Lovett attended Ohio State University for her undergraduate degree. Initially, she pursued chemical engineering, but later switched to pre-law studies, graduating in 1986.
She then completed an MBA at Baker College in Michigan in 2001. She has a doctoral degree in Values Driven Leadership from Benedictine University.

== Career ==
Lovett has focused on manufacturing operations for the majority of her career. In 1992, she began her career as a plant manager for Ford in Avon Lake, Ohio, where she was the only female supervisor. She remained with Ford until 2007, when she moved to Alcoa.
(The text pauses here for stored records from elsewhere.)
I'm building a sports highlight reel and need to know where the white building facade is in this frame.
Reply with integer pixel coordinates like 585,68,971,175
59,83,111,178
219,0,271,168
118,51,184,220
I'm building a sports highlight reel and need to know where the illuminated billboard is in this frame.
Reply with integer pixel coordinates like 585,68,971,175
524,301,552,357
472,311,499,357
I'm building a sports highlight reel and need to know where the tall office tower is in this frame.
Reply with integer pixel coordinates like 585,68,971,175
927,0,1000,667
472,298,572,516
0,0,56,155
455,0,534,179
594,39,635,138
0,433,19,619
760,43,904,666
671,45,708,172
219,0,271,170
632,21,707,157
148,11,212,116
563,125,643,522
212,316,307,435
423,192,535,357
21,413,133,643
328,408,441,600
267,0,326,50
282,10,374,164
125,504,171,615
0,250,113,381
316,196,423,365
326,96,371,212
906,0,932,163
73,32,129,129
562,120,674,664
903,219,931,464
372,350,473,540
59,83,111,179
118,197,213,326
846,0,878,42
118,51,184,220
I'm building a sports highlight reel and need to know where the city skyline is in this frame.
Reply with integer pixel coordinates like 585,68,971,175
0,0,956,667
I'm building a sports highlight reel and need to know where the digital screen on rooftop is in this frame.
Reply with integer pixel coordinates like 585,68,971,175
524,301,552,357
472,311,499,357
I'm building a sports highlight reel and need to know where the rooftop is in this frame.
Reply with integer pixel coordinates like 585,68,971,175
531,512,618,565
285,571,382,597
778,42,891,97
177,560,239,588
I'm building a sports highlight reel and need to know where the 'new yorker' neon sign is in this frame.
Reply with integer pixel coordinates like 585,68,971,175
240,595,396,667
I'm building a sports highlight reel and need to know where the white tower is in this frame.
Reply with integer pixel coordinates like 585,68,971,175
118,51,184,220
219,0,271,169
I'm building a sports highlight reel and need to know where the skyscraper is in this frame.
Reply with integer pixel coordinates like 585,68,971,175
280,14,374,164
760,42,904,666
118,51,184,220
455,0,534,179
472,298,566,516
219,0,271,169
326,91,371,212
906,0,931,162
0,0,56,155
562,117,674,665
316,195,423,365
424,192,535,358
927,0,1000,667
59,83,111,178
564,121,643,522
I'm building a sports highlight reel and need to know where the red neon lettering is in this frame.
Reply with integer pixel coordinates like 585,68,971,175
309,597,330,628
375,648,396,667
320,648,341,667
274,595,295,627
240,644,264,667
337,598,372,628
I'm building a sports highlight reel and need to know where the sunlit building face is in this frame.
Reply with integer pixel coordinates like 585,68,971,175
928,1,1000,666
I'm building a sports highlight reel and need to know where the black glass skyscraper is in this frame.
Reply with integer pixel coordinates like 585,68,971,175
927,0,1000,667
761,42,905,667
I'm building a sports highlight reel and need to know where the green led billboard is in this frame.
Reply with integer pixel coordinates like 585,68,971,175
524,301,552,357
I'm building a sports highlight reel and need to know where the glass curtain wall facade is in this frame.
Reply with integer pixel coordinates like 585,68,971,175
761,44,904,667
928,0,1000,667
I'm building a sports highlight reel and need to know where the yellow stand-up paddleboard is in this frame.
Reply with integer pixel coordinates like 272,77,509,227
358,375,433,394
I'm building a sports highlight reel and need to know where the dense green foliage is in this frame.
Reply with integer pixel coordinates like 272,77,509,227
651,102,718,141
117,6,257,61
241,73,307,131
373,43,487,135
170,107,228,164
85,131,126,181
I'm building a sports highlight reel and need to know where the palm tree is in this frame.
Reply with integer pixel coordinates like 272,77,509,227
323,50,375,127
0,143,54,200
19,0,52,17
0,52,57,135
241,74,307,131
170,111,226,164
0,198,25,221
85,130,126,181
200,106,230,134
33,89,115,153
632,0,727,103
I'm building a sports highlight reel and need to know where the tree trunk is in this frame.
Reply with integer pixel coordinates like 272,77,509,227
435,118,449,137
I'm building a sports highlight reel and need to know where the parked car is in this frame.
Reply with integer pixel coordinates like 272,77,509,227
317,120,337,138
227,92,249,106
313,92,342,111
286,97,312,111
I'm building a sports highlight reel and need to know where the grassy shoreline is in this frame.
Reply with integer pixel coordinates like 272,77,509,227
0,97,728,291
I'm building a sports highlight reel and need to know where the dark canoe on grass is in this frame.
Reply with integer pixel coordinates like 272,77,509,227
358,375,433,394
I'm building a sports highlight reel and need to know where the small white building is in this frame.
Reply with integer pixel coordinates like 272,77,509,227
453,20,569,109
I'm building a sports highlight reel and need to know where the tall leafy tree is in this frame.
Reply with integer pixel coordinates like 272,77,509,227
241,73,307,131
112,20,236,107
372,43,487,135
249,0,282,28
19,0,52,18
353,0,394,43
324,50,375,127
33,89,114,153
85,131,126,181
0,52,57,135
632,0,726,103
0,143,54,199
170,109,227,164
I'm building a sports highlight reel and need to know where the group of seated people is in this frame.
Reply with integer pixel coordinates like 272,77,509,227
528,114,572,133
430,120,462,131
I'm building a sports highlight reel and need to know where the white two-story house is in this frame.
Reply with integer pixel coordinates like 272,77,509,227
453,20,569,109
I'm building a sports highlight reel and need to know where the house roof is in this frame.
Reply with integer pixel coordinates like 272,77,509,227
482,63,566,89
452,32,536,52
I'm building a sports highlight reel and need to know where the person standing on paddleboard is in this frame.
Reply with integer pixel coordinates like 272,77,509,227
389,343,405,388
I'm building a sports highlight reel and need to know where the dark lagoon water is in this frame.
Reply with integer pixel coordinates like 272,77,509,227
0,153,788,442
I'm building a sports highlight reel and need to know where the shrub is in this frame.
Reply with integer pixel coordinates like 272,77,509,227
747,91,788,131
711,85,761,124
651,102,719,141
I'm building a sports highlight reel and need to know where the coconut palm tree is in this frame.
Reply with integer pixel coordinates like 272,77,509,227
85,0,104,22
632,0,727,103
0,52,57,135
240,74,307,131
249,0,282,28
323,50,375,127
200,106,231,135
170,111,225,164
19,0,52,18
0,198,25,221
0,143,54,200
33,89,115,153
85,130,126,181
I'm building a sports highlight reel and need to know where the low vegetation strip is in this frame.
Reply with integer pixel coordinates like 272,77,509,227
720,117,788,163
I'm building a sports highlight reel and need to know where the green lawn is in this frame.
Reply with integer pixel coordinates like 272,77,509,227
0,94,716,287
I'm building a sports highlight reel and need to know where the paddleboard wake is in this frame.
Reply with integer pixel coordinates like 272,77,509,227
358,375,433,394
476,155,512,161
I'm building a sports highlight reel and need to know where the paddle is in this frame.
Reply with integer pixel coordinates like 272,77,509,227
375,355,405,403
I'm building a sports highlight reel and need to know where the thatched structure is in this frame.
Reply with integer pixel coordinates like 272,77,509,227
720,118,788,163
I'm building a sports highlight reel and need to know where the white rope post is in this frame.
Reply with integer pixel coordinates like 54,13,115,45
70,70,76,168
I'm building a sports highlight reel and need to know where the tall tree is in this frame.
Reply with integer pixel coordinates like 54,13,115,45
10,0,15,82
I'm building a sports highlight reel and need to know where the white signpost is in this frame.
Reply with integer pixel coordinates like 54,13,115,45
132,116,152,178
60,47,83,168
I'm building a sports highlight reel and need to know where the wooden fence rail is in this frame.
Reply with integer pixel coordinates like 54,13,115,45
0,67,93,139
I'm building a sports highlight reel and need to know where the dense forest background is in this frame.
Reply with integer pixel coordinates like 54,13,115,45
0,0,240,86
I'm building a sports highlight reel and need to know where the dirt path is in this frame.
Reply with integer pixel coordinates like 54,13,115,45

There, she served as the Director of Manufacturing for their Cleveland manufacturing campus. She was the first female and first person of color to hold this title since 1917. She was appointed Alcoa's Chief Diversity Officer from 2012-2015. Under her leadership, Alcoa won the 2013 Catalyst Award and the Human Rights Campaign’s 2014 Corporate Equality Award.

In 2015, she joined Boeing Defense, Space & Security as the Vice President of Operations. She was responsible for standardization, safety, production efficiency for military aircraft and land vehicles, rotorcraft, satellites, and weapons. She was listed in 50 Black Women Over 50.

Lovett serves as an advisor or Board of Director for Trex.

== Personal life ==
Lovett's other interests include creative writing, French, and making stained glass.